Thursday, June 11, 2015

Life back in Canada

Robert is back, and together (yay!) we shift gears from teachers' strikes back to life in Canada.

Before Robert’s trip to Mexico, he and I had gone to a Service One office and signed up for OHIP, Ontario’s socialized medicine. Finally the three month waiting period is almost done, and in two weeks we will get the id card (in my photo I’m wearing Hostess Mom’s red and black scarf) that they keep asking for everywhere, and I will be in. Finally I’ll fit in and look like everyone else! Or not. Robert noted his surprise to the nice clerk lady (of course he did) when she took our word that we’d crossed the border March 25th. (We could have said April 25th and saved our mission board lots of money. But we didn’t. Canadians are so honest.)

Once in the OHIP system, Ontario will pay for the rest of my cancer treatments. And my heart surgery, if it comes to that. That’s up to Dr. Cynical.

Dr. Cynical is a very small Asian man with very stiff hair that sticks straight up. The first time I ran into him, I had just heard someone call out, “Dr…(let’s say Francis…it could have been a woman’s name), so I did think this was a female doctor. I had noticed that some doctors introduced themselves by their first names, but unempathetic ones like Dr. Blue and Brown or Dr. Cynical would not think of this. The last doctor who gave me a first name was the resident learning the ropes from Dr. Bald in the ER. She wasn’t pushing the heart-stopping fluid into my vein fast enough, so Dr. Bald quickly took the syringe (he did it nicely, but I noticed), and rammed the stuff home. It worked (feels like they are flushing your brain, by the way, but this time my AHHH was a silent one, so be proud of me). I’m going to keep count of who gives me first names. More women? Younger doctors? The nurses all give me first names. Hmmm.

I had said in another post that Dr. Cynical is a witty but cold, calculating man. Let me tell you what he said, exactly. He was telling me that what is happening to my heart is not life threatening. In fact, my heart is healthy. Sometimes the electrical pulses controlling the heart can short circuit, causing the pulses to double up and all of a sudden push up the heart rate. When the circuits close, the rate goes back down immediately, from 200 to 100, from one beat to the next. It’s a strange relief. Dr. Cynical went on to explain that everything he does is a guessing game. The tachycardia might be worsened by the cancer; it might not. The beta blockers might work better than the calcium blockers; they might not work at all. They might give me side-effects; they might not. Surgery might fix the problem; it might not. Very helpful, all that. Thank you, Dr. Cynical.

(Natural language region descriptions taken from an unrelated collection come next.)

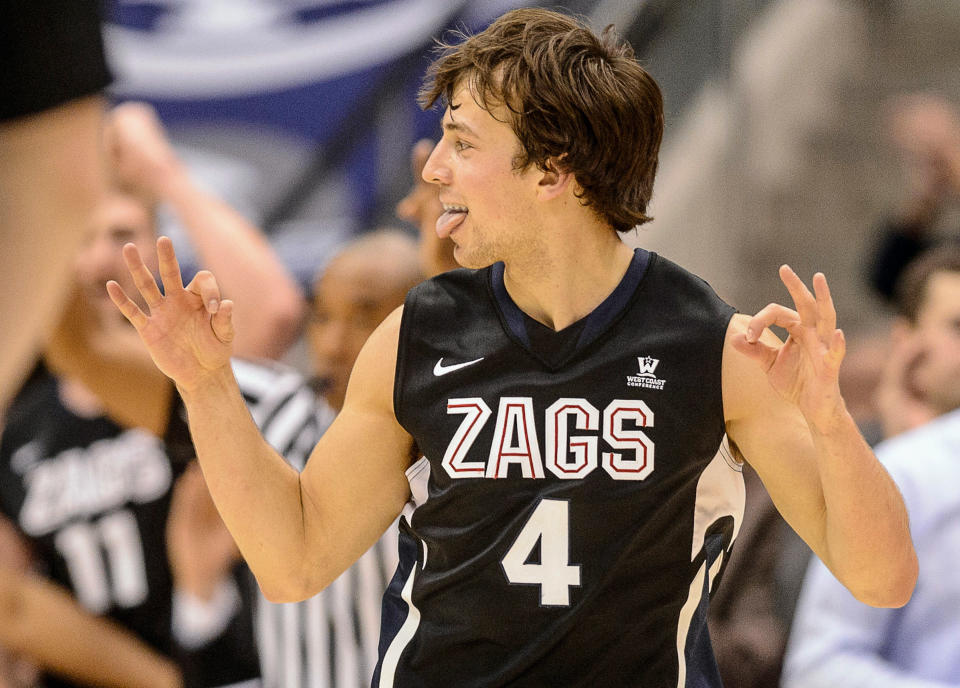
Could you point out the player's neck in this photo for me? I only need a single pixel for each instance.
(78, 399)
(571, 277)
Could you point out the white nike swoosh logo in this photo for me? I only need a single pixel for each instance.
(441, 369)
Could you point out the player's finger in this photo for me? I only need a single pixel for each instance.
(142, 277)
(222, 322)
(204, 285)
(837, 350)
(772, 314)
(803, 300)
(762, 353)
(169, 267)
(826, 312)
(131, 311)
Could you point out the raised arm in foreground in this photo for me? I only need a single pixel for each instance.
(270, 307)
(784, 412)
(296, 531)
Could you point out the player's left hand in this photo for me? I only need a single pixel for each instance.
(804, 370)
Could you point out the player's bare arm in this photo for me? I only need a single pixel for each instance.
(784, 412)
(285, 524)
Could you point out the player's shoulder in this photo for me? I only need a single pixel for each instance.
(450, 286)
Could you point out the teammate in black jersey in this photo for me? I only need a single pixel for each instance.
(90, 496)
(580, 408)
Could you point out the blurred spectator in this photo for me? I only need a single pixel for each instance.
(331, 639)
(89, 496)
(926, 129)
(921, 377)
(78, 646)
(835, 639)
(52, 69)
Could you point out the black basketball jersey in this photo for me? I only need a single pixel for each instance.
(92, 499)
(576, 497)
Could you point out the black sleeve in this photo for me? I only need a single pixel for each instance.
(51, 52)
(176, 437)
(899, 244)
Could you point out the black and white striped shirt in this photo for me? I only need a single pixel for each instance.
(330, 640)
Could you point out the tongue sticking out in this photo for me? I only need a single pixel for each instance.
(449, 221)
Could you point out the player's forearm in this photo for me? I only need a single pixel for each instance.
(46, 626)
(256, 492)
(269, 306)
(867, 541)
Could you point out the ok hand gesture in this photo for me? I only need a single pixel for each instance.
(804, 370)
(188, 331)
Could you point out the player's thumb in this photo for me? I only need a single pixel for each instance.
(222, 322)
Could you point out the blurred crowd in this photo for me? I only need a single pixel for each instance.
(115, 569)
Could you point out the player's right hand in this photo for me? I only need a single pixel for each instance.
(189, 331)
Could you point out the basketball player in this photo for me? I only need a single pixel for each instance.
(89, 496)
(329, 640)
(52, 72)
(561, 425)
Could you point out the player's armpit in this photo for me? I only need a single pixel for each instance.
(354, 484)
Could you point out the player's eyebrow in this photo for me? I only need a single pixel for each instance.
(455, 127)
(459, 127)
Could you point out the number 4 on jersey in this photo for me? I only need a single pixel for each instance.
(550, 525)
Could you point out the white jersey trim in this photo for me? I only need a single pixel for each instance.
(720, 492)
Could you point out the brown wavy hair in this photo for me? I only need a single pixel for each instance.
(578, 101)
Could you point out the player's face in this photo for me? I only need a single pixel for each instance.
(489, 206)
(937, 375)
(421, 207)
(350, 300)
(117, 220)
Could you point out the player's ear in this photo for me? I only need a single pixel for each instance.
(555, 179)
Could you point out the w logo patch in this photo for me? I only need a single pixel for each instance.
(646, 375)
(648, 365)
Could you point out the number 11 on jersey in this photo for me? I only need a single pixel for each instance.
(549, 524)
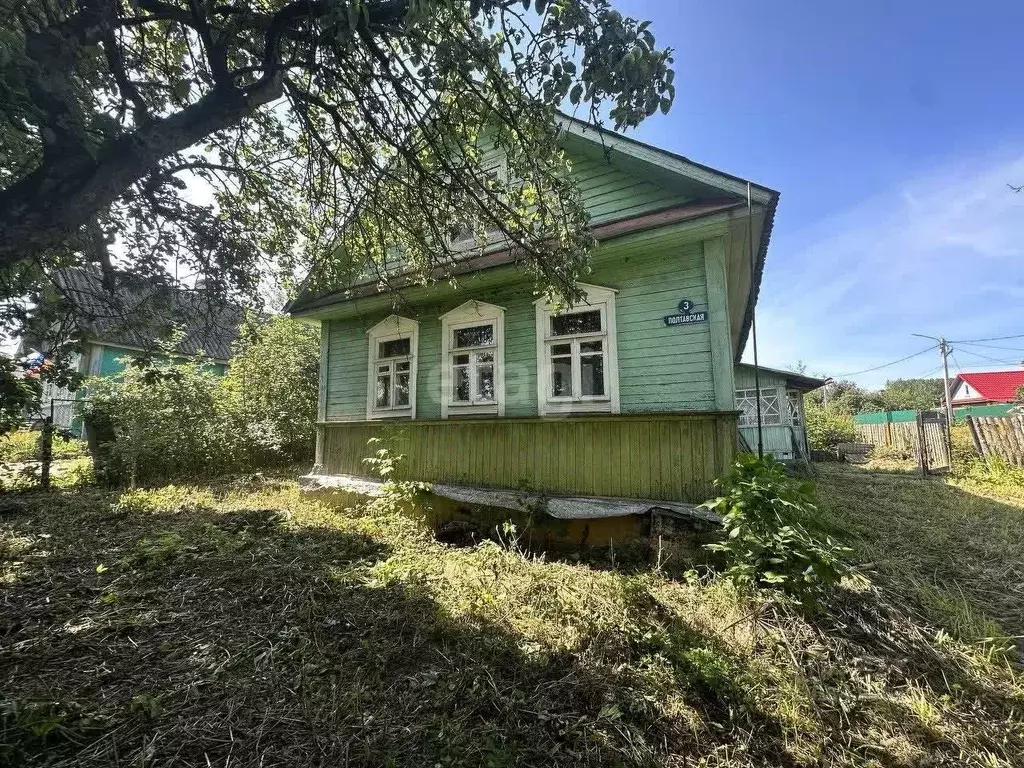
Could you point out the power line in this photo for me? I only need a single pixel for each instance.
(887, 365)
(993, 338)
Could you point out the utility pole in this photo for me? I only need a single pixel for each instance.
(944, 351)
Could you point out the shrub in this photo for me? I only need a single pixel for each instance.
(22, 445)
(25, 445)
(270, 390)
(765, 544)
(826, 427)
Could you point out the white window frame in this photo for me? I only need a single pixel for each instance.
(771, 404)
(497, 165)
(392, 328)
(469, 314)
(595, 297)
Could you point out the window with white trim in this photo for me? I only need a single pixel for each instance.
(794, 397)
(495, 172)
(473, 358)
(577, 363)
(391, 388)
(771, 407)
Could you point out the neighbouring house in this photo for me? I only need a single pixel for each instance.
(120, 318)
(631, 393)
(989, 393)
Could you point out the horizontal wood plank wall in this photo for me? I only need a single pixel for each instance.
(999, 436)
(669, 457)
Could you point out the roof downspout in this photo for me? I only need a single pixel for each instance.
(754, 322)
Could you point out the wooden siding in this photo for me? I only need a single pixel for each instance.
(673, 457)
(776, 438)
(660, 369)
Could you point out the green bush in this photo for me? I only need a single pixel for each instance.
(270, 390)
(826, 427)
(765, 543)
(162, 421)
(24, 445)
(168, 418)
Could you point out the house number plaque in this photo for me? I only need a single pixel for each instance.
(687, 315)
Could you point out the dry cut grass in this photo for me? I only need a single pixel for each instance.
(244, 625)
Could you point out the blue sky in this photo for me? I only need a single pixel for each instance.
(891, 130)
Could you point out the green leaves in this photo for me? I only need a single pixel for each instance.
(766, 544)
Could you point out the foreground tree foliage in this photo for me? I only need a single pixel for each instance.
(300, 135)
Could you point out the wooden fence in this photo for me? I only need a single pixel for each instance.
(674, 457)
(1000, 436)
(925, 438)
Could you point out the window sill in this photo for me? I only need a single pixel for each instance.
(457, 411)
(572, 407)
(403, 414)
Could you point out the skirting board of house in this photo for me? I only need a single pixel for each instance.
(587, 520)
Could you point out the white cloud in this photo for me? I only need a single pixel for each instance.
(941, 254)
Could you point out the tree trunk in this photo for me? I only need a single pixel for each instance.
(52, 203)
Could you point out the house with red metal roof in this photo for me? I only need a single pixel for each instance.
(990, 388)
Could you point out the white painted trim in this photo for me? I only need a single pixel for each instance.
(391, 328)
(472, 312)
(662, 159)
(95, 359)
(325, 370)
(597, 297)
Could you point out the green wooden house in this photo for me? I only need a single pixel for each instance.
(630, 393)
(783, 427)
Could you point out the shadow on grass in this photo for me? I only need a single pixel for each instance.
(201, 638)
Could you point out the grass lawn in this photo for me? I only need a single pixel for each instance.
(244, 625)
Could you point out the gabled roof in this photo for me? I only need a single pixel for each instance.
(131, 311)
(994, 386)
(715, 194)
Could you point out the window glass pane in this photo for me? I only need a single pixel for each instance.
(561, 377)
(485, 383)
(401, 390)
(383, 391)
(461, 384)
(592, 374)
(578, 323)
(561, 349)
(393, 348)
(477, 336)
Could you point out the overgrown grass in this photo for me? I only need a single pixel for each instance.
(246, 625)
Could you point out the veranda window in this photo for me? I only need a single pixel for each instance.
(473, 341)
(771, 410)
(391, 390)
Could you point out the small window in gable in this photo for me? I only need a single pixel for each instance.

After all these conclusive explanations, Dr. Cynical said this, and Robert heard it, too: “You could get an ablation (this is where Dr. Cynical would feed a catheter to my heart and burn the spots where the pulses are short circuiting), but I don’t want to do some invasive heart surgery and then find I have a metastasized, dying patient on my hands. No, we’ll wait until the cancer treatment is completely finished, so, a year.” Welcome to socialized medicine. The government is the most unempathetic decision-maker of them all, and it’s not going to waste money on someone that’s dying, or on nonessentials such as nausea meds or gentler (but more expensive) chemo regimens. On the other hand, no one gets left out. We are all in this together. I guess if I had to choose, (which I did, I guess, marrying a Canadian 25 years ago), I would rather everyone get a little harsher treatment, but we all survive, even the marginalized. But that’s me. Meanwhile I try to stay objective, too, and pleasant, and see things from these spiky people’s point of view. Robert is helpful in that area. Welcome to Canada.